25 maio Homem sentado no meio fio
Dizem que não aprecio as cidades. Pura invenção. Costumava caminhar pelas ruas antigas do Recife como quem percorre as galerias de um museu: olhando quadros e enxergando o que se oculta por trás de pinturas emolduradas. Recife é um palimpsesto de aquarelas submersas na caliça úmida das paredes e na lama do mangue. Basta remover a tinta de uma porta arruinada para surgirem imagens extravagantes. Eu me alheava do mundo procurando recantos escuros aonde a luz do sol e dos postes nunca chegou, igual a um cão farejando sobras de comida. Meu prazer consistia em revirar tonéis repletos de tudo o que se imagina lixo.
Ia da ponte mais distante sobre o rio Capibaribe até a rodoviária.

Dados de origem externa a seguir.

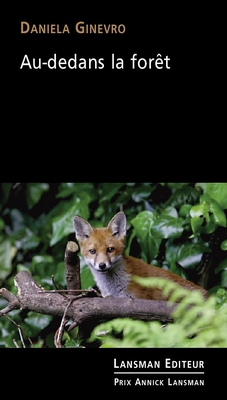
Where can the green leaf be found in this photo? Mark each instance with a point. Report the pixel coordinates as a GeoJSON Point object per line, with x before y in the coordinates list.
{"type": "Point", "coordinates": [224, 279]}
{"type": "Point", "coordinates": [35, 192]}
{"type": "Point", "coordinates": [37, 322]}
{"type": "Point", "coordinates": [142, 224]}
{"type": "Point", "coordinates": [183, 196]}
{"type": "Point", "coordinates": [190, 254]}
{"type": "Point", "coordinates": [168, 224]}
{"type": "Point", "coordinates": [5, 259]}
{"type": "Point", "coordinates": [27, 240]}
{"type": "Point", "coordinates": [224, 245]}
{"type": "Point", "coordinates": [63, 224]}
{"type": "Point", "coordinates": [221, 267]}
{"type": "Point", "coordinates": [207, 216]}
{"type": "Point", "coordinates": [217, 191]}
{"type": "Point", "coordinates": [110, 190]}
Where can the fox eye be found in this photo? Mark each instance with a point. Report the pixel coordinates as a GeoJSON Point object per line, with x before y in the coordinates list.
{"type": "Point", "coordinates": [92, 251]}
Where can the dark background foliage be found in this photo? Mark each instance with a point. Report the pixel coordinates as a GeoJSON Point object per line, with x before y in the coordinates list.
{"type": "Point", "coordinates": [177, 226]}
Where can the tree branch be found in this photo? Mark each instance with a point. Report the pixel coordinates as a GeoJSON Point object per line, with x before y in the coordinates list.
{"type": "Point", "coordinates": [31, 297]}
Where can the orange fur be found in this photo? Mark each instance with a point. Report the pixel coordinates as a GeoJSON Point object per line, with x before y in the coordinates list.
{"type": "Point", "coordinates": [103, 251]}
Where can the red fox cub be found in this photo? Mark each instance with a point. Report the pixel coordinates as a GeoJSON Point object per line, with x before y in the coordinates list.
{"type": "Point", "coordinates": [103, 252]}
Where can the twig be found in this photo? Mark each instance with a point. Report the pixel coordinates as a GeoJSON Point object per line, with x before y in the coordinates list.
{"type": "Point", "coordinates": [15, 343]}
{"type": "Point", "coordinates": [20, 331]}
{"type": "Point", "coordinates": [15, 185]}
{"type": "Point", "coordinates": [58, 335]}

Nunca mais fiz o percurso. O terminal mudou-se para longe do velho centro e eu também me transformei: agora prefiro o interior seguro de um carro refrigerado. Deixo de ver cenas que se mostram apenas aos andarilhos. De carro, não veria a anã sentada no caixote, em frente ao pardieiro. As casas ainda possuíam entrada lateral, um pátio onde se plantavam romãzeiras que não produziam além das flores. Romãs e tâmaras, nostalgia de um passado oriental de mascates sírios e libaneses.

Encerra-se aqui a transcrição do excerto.